FITUR, which runs until May 23, is one of the largest trade expos of its kind in the world.
The event took place at the IFEMA conference center almost a year to the day that it had closed its doors as Spain’s largest pandemic field hospital.
A year on, and it was welcoming the world as it hosted FITUR.
More than 50 000 people were expected to attend the three-day trade fair, by far the biggest public gathering to take place in Spain since the pandemic, and the biggest test of the country’s ability to hold large face-to-face events safely.

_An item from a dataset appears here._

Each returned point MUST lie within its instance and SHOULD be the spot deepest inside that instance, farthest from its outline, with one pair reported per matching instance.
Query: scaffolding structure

When speaking with CGTN Europe, Maroto said a successful FITUR proved to the world that Spain and Europe are now open for business.
“The decision to run this event is not just about tourism, it’s that we can now begin our tourism season with an expo that demonstrates where we can invite more than 60 countries in person to be here. The idea is to show that Spain is a tourist destination with all the safety measures needed for an expo like this where there is no problem to hold a face-to-face event like this,” she said.
There are more than 5 000 delegates at the event plus exhibitors from more than 60 countries – although this is a huge reduction from last year’s event which had 165 nations and regions represented.
As well as the reduced capacity, all attendees also had also been required to pass a COVID-19 test 24 hours before they arrived.
Like the tourism minister, the organizers hope that the return of FITUR will be a turning point for the travel industry after the sector was decimated by the financial impact of the pandemic.
In the last 12 months, Spain’s tourism industry suffered a shortfall of 70 million international tourists plus 92 million trips from Spanish nationals, with losses exceeding 122 million US dollars compared to 2019.
As well as showcasing Spain’s most important industry to the world, this event could also offer a blueprint for the rest of Europe on how to hold large public events safely and securely.